With our kitchens and restaurants it’s been easy for us humans to settle into a comfortable eating routine of a morning breakfast, mid-day lunch, and evening dinner. Animals, on the other hand, have to hunt down their meals out in the wild. For agoutis, and other ground-dwelling frugivores, this means walking around waiting for fruit to fall out of trees and land on the ground. That leads to a simple question – when do fruits fall out of trees?
As far as I can tell, this question has never been studied – who wants to sit around and watch fruits slowly fall down all day, and night? Yet this is a basic bit of natural history information that could be quite important when considering the survival strategies of agoutis, in particular, and daily rhythms in the forest, in general.
Camera traps are a perfect tool for this question, and our student Vivian Mass set some aimed at the fruits of Astrocaryum palm trees. For this to work she had to find another tree at just the right distance away from the targeted palm-fruits and then get a camera trap up there, which she did with the help of ladders and some canopy access climbing by Daniel and Alejandro. This was a bit of a side project from Vivian’s main thesis, and the data remained unanalyzed until this spring when high school student Tessa (Taz) Holliday joined our team as an intern from the Emma Willard School.
Taz looked through each picture and noted if any fruits had fallen off since the last picture. In some cases it was obvious – a big howler monkey was on the tree picking fruits, eating the fleshy part, and then dropping the nut down to the ground, where agoutis and other terrestrial critters could find them. In other cases fruits would fall off without any animal intervention, just because they were ripe. In total Taz noted 450 seed fall events from 8 different Astrocaryum trees, with slightly less than half being dropped by animals.
Looking at the fruit fall over the entire fruiting period (figure 1) it was obvious that arboreal animals had a huge effect on when a fruit would fall. A few trees that had no arboreal animals visit would drop a few fruits a day for 2-3 weeks. Once an animal visited they would drop all, or nearly all, of the fruits in one sitting.
These arboreal animals also had an impact on what time of day the fruits hit the ground. The monkey- and parrot-fed fruits fell in the day while the kinkajou-fed fruits fell at night (figure 2). Overall, this led to more fruits falling during the afternoon than you might otherwise expect (figure 3b), although with only 4 trees in this analysis (the time lapse photos didn’t work for 4 trees), we should be careful in what we conclude from it.
Even more surprising was considering what time the fruits fell when no animals knocked them off.

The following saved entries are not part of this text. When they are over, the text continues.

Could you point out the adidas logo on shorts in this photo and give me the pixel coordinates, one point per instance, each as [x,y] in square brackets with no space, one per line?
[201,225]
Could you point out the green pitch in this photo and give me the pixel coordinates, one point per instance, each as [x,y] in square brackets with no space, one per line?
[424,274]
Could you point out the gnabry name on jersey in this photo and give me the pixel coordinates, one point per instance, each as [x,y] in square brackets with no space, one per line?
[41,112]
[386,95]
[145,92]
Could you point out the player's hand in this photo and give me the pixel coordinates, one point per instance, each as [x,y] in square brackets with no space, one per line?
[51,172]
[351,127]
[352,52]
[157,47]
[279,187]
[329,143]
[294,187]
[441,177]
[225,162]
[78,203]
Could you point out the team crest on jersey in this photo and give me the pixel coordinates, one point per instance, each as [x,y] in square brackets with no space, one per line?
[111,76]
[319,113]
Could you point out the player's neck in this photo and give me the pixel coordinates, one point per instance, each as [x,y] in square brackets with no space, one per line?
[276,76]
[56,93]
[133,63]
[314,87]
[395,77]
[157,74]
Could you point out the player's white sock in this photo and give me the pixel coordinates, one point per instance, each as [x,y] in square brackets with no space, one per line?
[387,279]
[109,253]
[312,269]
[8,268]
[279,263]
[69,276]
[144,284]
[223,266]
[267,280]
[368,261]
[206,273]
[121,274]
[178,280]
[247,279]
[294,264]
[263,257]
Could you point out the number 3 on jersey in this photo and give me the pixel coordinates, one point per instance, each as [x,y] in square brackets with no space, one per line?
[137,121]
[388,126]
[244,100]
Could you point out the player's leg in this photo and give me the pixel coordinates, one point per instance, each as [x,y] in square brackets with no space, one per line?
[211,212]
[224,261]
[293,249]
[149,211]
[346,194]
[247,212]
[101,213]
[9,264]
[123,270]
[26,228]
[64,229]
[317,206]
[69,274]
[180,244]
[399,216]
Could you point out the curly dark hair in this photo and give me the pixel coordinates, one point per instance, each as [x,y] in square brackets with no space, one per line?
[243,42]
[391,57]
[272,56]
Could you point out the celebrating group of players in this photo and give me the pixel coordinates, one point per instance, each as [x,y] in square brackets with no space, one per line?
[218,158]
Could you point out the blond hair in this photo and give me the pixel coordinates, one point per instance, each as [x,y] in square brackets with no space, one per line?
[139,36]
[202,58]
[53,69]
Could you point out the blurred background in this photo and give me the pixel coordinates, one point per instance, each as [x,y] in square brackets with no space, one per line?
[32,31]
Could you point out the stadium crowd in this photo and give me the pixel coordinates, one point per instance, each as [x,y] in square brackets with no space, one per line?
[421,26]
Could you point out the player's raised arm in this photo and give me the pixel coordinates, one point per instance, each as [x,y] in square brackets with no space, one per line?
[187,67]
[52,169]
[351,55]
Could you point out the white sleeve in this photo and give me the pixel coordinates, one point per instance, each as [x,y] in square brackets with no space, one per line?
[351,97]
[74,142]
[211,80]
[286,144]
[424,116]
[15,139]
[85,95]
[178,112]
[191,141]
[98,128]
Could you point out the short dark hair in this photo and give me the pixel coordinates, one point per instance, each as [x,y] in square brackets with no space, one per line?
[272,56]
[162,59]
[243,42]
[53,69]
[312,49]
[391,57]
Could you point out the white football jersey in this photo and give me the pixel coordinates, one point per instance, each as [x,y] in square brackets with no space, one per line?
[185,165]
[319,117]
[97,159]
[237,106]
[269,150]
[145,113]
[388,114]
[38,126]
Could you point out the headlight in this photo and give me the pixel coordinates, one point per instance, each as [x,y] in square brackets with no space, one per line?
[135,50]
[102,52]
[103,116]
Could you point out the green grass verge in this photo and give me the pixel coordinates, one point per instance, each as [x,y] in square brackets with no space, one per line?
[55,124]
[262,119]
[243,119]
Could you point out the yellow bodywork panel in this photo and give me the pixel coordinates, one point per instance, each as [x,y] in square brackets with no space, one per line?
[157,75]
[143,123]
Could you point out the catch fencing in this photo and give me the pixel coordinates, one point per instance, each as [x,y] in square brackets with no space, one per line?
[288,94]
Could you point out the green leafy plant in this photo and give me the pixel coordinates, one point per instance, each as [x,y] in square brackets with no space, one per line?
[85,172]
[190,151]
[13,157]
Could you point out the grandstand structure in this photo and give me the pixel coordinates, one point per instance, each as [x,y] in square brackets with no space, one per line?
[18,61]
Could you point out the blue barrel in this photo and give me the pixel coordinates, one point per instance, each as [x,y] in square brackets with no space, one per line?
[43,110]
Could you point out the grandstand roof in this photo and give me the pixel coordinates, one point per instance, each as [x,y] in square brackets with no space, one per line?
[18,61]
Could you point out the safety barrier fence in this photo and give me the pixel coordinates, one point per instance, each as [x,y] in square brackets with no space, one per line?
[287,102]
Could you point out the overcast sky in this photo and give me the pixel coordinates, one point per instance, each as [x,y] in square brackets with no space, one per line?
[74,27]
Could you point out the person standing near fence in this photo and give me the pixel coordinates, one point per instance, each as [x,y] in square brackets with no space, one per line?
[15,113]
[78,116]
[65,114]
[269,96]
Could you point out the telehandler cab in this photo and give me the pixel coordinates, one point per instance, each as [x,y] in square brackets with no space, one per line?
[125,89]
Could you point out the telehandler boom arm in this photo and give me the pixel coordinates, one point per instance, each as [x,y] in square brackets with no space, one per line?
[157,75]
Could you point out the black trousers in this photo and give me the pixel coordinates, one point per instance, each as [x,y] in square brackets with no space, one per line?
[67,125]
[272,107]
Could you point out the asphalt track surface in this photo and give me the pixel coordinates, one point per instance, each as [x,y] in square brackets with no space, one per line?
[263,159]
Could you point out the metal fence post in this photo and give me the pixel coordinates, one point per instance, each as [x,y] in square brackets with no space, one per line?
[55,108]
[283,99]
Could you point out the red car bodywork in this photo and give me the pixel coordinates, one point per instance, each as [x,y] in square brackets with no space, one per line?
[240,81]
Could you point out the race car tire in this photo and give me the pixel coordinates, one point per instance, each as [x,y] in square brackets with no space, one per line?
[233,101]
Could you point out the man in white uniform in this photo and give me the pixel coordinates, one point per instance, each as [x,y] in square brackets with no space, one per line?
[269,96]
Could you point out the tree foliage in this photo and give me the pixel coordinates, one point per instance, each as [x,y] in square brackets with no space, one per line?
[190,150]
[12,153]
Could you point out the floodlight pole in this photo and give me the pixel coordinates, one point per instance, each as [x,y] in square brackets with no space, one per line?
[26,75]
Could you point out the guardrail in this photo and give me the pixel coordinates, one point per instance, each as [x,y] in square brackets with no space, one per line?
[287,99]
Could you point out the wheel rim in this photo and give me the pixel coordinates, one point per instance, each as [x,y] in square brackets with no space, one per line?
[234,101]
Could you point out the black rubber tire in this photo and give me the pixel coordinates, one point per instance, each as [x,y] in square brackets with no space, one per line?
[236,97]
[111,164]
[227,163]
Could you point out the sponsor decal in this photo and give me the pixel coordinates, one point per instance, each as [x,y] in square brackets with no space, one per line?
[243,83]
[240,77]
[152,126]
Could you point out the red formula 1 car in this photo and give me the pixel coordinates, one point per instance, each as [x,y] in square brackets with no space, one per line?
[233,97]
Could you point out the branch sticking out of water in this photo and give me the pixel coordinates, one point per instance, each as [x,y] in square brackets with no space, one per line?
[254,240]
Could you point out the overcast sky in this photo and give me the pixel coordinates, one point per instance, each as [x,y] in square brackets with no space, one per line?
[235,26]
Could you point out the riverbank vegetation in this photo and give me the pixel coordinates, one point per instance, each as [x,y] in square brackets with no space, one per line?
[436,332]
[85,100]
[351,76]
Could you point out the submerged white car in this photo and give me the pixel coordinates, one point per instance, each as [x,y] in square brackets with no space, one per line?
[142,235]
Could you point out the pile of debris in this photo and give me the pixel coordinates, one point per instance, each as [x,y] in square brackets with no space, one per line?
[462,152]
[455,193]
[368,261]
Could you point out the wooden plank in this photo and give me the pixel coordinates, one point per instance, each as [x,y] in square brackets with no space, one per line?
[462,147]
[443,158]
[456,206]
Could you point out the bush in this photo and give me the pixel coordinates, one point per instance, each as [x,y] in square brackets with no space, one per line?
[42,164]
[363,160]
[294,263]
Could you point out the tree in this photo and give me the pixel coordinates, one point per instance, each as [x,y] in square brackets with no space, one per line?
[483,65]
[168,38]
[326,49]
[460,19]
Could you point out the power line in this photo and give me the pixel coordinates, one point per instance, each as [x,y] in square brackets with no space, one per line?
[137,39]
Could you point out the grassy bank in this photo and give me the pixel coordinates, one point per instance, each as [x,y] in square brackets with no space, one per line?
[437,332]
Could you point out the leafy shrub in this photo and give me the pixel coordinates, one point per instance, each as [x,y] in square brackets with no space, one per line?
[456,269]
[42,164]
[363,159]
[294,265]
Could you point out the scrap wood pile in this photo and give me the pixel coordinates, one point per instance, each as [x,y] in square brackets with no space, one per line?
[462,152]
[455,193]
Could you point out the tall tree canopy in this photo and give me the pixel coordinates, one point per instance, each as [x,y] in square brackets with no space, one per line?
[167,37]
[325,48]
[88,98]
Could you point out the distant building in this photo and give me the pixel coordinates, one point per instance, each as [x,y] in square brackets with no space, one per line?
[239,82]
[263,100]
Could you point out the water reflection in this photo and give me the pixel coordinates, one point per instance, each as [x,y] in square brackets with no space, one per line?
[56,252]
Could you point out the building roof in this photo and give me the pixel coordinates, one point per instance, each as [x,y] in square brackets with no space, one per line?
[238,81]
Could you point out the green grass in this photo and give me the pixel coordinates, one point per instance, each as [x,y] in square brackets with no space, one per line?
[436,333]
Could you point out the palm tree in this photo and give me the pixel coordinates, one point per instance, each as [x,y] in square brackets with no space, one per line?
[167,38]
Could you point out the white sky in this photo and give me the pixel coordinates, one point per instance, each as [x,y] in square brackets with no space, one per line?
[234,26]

This is tree-behavior, when do they ‘want’ their fruits to fall to the ground. Surprisingly, this showed a strong trend to more fruits in the late night (midnight-5am, figure 3a). We know from our agouti tracking that this is the most dangerous time for agoutis to be out foraging, we have found quite a few agoutis killed by ocelots in this time period. Are the trees trying to temp the agoutis out for an early breakfast?
Lets call this the “Machiavellian plant behavior hypothesis”. Long-lived agoutis might be bad for trees because they remember where they buried all the seeds and come back and eat them year after year. However, if dropping seeds more at night led to a higher turnover of agoutis nearby due to ocelot predation, it might also lead to a better chance that their cached seeds survived, since the “new agouti on the block” wouldn’t know where the “recently deceased” buried the seeds. This Machiavellian plant behavior seems a long shot, but this preliminary result that Taz teased out of data collected earlier by Vivian suggests it might be worth following up on.
June 8, 2011 at 22:23
I like it! Dipteryx next, I’ll help with camera work and canopy access, but you’ll be in charge of stats!
June 9, 2011 at 11:32
Neat work and an interesting hypothesis. A couple of thoughts:
Can you determine if the ocelots are getting more agoutis at that time because of some other factor, or simply because that is the time that agoutis are more exposed, out gathering Palm Fruits?
An alternate hypothesis would be that the Palms drop their fruits at a time when the agoutis are most likely to be hiding from ocelots rather than eating.
A random thought. Wouldn’t it be cool if there was a plant that produced a memory inhibiting substance that caused agoutis to forget where they buried the seeds.
June 16, 2011 at 21:47
Doug,
Our tracking data tells us what time the agoutis die, and it tends to be early morning. We don’t really know what they are doing then, they should be sleeping safely in a hole. One idea is that they are trying to get out early to find fruit that has fallen during the night – “the early agouti gets the fruit”.
The palms do “want” the agoutis to bury the seeds, but don’t want them to come back and eat them. So a forgetting compound would certainly be selected for.
Ro
June 10, 2011 at 06:46
Thanks for providing our student with the opportunity to participate in such interesting research!